Key Engines of Consumer Spending Are All Losing Steam at Once

“Fed officials will view today’s report as showing some cooling in consumer spending, which points to less inflationary pressure. Our view of the U.S. economy is not as optimistic.”

Shoppers in San Francisco.

The main drivers behind the remarkably resilient American consumer spending are losing steam at the same time, suggesting a recent pullback in household demand may be more than just a one-off.

Real disposable incomes have risen only modestly over the past year. The savings rate now stands at a 16-month low, as households have mostly exhausted the extra pile of cash they squirreled away during the pandemic. In turn, many Americans are increasingly relying on credit cards and other sources of financing to support their spending.

These factors help explain why real spending—which excludes the impact of inflation—fell in April, with consumers shelling out less on cars, restaurants, and recreational activities. With the job market also cooling, companies like Best Buy Co. have noticed a change in recent months as shoppers switch to cheaper brands.
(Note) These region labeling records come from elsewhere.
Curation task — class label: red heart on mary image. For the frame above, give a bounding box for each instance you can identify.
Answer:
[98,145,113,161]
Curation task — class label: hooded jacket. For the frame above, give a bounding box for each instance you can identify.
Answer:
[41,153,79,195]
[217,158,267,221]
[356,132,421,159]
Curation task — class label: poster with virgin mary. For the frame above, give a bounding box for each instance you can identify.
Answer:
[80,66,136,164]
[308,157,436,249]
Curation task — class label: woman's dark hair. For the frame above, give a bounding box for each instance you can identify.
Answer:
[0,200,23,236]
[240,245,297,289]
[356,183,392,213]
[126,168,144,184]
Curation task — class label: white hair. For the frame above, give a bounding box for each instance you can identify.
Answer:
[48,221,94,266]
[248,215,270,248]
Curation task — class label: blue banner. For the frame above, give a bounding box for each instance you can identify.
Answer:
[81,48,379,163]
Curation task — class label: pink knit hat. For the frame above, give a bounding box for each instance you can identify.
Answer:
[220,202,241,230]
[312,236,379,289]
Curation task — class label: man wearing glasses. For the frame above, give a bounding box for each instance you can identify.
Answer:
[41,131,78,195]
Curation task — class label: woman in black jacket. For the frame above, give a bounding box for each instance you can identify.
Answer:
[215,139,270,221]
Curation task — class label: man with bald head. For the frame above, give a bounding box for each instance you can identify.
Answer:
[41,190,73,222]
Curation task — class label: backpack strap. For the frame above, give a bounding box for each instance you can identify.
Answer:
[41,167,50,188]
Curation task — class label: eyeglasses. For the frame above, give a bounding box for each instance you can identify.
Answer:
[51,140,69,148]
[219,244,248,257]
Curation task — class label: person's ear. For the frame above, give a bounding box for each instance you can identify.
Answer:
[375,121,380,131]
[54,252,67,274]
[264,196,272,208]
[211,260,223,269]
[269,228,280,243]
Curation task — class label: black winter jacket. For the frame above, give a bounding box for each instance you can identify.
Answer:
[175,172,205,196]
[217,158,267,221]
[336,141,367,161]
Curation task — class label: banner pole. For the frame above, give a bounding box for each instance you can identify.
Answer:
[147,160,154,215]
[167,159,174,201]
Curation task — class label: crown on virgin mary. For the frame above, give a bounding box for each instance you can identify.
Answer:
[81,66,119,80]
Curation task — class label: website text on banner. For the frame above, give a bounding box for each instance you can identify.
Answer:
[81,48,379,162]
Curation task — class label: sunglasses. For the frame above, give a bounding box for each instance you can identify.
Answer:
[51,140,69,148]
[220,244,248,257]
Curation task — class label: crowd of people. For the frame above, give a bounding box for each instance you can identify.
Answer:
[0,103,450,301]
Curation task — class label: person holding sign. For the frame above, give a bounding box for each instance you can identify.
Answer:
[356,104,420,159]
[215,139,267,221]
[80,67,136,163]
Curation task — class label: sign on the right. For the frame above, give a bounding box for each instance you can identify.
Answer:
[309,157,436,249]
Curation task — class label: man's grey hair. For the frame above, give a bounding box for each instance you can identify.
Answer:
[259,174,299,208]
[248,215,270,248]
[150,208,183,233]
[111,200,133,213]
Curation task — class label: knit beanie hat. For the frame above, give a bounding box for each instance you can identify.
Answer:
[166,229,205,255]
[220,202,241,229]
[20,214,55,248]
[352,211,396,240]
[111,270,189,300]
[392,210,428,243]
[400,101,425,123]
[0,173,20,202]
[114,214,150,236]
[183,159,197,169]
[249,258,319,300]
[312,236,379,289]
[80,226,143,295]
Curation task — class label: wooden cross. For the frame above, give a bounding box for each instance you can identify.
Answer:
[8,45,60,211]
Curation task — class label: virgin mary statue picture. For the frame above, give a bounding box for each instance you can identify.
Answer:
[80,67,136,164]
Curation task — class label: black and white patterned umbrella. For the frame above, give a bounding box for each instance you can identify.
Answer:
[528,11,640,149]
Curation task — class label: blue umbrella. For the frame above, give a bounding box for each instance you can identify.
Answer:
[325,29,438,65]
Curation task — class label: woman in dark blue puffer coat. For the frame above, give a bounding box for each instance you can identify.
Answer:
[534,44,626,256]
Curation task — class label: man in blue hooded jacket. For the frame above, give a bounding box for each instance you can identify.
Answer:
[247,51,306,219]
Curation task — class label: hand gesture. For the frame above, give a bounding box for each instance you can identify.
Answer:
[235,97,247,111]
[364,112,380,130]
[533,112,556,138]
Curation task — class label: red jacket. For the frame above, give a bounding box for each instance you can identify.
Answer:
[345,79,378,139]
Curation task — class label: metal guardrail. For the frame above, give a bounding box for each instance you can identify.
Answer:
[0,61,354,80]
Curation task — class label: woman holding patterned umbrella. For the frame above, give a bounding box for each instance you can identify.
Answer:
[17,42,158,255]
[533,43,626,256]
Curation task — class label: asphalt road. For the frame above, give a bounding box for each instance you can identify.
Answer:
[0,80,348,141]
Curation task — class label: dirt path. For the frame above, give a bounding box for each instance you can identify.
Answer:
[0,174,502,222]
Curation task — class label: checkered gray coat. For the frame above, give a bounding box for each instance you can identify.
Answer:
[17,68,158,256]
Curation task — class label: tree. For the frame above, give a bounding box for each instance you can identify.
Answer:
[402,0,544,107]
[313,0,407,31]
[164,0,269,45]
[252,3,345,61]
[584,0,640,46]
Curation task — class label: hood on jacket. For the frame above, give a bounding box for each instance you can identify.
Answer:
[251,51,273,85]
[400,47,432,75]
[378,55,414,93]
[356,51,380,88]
“Slower labor market momentum will continue to limit income growth and push more families to exercise spending restraint amid reduced savings buffers and higher debt burdens,” Gregory Daco, EY chief economist, said in a note Friday. “Factoring in increased price sensitivity, household spending momentum will gradually cool.”

The dip in April consumer spending reported Friday and the recent downward revision to the government’s estimate for gross domestic product (GDP) in the first quarter provide fairly convincing evidence the U.S. economy is coming off the surprisingly strong pace it set in 2023.
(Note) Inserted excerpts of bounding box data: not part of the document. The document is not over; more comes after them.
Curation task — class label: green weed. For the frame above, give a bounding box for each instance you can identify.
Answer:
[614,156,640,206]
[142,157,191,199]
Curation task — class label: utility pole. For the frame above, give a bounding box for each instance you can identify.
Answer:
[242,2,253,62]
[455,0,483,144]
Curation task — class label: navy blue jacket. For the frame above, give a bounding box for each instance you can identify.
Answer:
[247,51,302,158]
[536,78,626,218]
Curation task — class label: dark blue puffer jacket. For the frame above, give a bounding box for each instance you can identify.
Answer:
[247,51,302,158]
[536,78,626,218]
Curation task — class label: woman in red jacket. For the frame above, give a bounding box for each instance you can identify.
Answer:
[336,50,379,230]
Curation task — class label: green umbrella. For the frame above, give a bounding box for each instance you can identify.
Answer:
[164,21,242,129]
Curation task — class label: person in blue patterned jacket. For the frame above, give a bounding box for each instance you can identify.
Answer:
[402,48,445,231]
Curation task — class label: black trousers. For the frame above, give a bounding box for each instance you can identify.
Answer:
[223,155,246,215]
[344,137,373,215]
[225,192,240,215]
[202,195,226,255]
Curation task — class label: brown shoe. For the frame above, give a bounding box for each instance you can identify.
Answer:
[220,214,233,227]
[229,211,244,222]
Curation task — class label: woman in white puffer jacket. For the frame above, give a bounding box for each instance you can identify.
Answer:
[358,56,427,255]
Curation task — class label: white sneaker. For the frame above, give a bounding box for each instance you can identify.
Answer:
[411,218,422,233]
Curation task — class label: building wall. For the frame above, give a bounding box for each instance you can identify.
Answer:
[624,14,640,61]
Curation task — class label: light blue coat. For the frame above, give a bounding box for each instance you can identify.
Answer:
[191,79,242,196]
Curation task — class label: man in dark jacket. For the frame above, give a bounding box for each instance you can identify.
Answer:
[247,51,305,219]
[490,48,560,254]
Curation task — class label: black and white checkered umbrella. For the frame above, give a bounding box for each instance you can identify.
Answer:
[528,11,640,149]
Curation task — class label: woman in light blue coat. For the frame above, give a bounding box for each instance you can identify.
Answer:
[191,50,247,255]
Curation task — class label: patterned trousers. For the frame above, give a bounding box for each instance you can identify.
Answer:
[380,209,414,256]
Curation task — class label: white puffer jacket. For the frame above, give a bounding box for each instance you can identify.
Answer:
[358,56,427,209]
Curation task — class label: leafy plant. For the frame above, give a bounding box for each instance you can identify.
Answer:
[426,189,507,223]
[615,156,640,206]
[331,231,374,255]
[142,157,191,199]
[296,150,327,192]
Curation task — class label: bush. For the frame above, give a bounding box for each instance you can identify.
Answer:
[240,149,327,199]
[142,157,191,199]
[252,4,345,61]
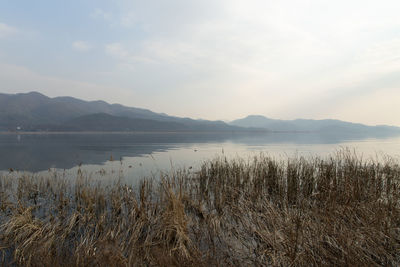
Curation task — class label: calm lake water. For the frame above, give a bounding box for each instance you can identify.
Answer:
[0,133,400,183]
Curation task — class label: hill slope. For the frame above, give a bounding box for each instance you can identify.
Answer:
[230,115,400,133]
[0,92,243,131]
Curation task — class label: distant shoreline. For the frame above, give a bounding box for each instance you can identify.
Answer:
[0,130,272,135]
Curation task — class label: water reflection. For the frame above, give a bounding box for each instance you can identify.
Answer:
[0,133,400,172]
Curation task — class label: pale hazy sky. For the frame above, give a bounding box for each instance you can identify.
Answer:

The latest data are also likely to reassure officials at the Federal Reserve, where a debate has emerged in recent weeks over whether their policy rate—sitting at its highest level in more than 20 years—is restraining the economy as much as they expected it to.
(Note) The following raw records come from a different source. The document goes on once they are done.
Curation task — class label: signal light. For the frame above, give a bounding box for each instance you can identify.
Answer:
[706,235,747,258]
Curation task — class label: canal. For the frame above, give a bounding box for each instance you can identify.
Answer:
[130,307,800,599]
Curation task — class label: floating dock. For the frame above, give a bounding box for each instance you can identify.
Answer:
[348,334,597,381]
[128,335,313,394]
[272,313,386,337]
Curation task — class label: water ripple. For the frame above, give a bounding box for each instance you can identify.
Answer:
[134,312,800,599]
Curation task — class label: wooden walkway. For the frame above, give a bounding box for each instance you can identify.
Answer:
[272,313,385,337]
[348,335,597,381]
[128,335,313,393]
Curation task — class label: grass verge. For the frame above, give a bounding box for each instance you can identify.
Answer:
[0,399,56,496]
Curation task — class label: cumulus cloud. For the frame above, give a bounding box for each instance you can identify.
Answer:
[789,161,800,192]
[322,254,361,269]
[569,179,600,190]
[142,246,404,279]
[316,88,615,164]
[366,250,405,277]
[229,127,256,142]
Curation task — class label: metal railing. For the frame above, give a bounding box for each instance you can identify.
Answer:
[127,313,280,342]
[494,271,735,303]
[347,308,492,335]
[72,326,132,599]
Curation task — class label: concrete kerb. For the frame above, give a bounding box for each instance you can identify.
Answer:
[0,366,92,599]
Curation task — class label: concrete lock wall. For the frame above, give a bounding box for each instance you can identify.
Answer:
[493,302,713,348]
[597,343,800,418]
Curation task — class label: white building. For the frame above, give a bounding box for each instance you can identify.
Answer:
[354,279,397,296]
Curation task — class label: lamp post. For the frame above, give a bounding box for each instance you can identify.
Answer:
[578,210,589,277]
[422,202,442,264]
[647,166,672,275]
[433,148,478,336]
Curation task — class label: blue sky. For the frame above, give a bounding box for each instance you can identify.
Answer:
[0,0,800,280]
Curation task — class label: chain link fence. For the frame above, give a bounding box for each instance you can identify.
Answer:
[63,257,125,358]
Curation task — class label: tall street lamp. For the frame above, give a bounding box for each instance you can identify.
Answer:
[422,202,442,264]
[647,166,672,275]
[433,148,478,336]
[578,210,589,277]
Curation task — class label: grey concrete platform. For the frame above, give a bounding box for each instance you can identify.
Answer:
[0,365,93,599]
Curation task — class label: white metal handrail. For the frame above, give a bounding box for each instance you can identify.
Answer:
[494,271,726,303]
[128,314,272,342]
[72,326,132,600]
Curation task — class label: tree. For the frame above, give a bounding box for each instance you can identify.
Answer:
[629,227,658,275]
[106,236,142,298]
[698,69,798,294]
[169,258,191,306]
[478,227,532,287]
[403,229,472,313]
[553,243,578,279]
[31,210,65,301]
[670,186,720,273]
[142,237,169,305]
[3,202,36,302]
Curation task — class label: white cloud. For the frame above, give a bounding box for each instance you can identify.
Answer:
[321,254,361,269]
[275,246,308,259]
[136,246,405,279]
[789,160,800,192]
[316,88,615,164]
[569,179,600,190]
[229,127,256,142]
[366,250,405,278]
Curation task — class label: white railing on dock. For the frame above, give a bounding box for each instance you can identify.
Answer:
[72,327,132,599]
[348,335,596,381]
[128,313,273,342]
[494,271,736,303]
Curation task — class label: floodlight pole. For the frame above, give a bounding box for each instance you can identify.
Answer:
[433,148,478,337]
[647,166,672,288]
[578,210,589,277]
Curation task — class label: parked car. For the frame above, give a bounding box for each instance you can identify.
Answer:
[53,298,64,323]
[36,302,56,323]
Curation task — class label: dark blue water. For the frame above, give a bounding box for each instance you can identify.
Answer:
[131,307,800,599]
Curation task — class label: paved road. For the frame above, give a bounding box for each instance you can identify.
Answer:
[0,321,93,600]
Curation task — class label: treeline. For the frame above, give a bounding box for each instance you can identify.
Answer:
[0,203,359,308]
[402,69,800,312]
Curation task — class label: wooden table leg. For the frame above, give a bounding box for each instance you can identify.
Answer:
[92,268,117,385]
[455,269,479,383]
The debate sprang from the strength exhibited by U.S. consumer spending over the past couple of years. While that spending helped the U.S. economy repeatedly defy recession calls, it puzzled Wall Street economists and Fed officials alike. Robust labor demand, pandemic-era savings, and sizable pay gains all contributed.

But as inflation proves sticky, forcing the Fed to keep borrowing costs high, the U.S. economy is finally starting to slow. Demand for workers has come down from its pandemic peaks, meaning employers aren’t hiking pay as quickly anymore. Wages and salaries advanced 0.2 percent in April, the smallest gain in five months, according to the personal consumption expenditures (PCE) report.

Recent company earnings indicated that consumers have increasingly been prioritizing staples over large discretionary items. And higher-income consumers are trading down or hunting for deals, which helped boost sales at Walmart Inc. and discount retailer Dollar General Inc.

Consumers are making “tough choices with their budgets,” Best Buy CEO Corie Barry said on the first-quarter earnings call. The executive pointed to changes in the macroeconomic environment since the electronic retailer’s last quarterly report.

“Three months ago, there were several indicators showing some favorability, including decreasing inflation, continued low unemployment, encouraging trends in consumer confidence, and the beginnings of a housing market rebound,” Barry said. “Since then, inflation is still high, mortgage rates are high, and consumer confidence scores are trending lower.”

A fresh government jobs report, due Friday, will offer more insights into the direction of the labor market. Fed policymakers will pay close attention to those numbers as they continue their quest to tame inflation without breaking the economy.

From that perspective, April’s decline in consumer spending likely contributed to the welcome pullback in inflation. Yet it also may raise the question of how long the economy can hold up.

“Fed officials will view today’s report as showing some cooling in consumer spending, which points to less inflationary pressure,” Citigroup Inc. economists Andrew Hollenhorst and Veronica Clark wrote after the PCE report Friday. “Our view of the U.S. economy is not as optimistic.”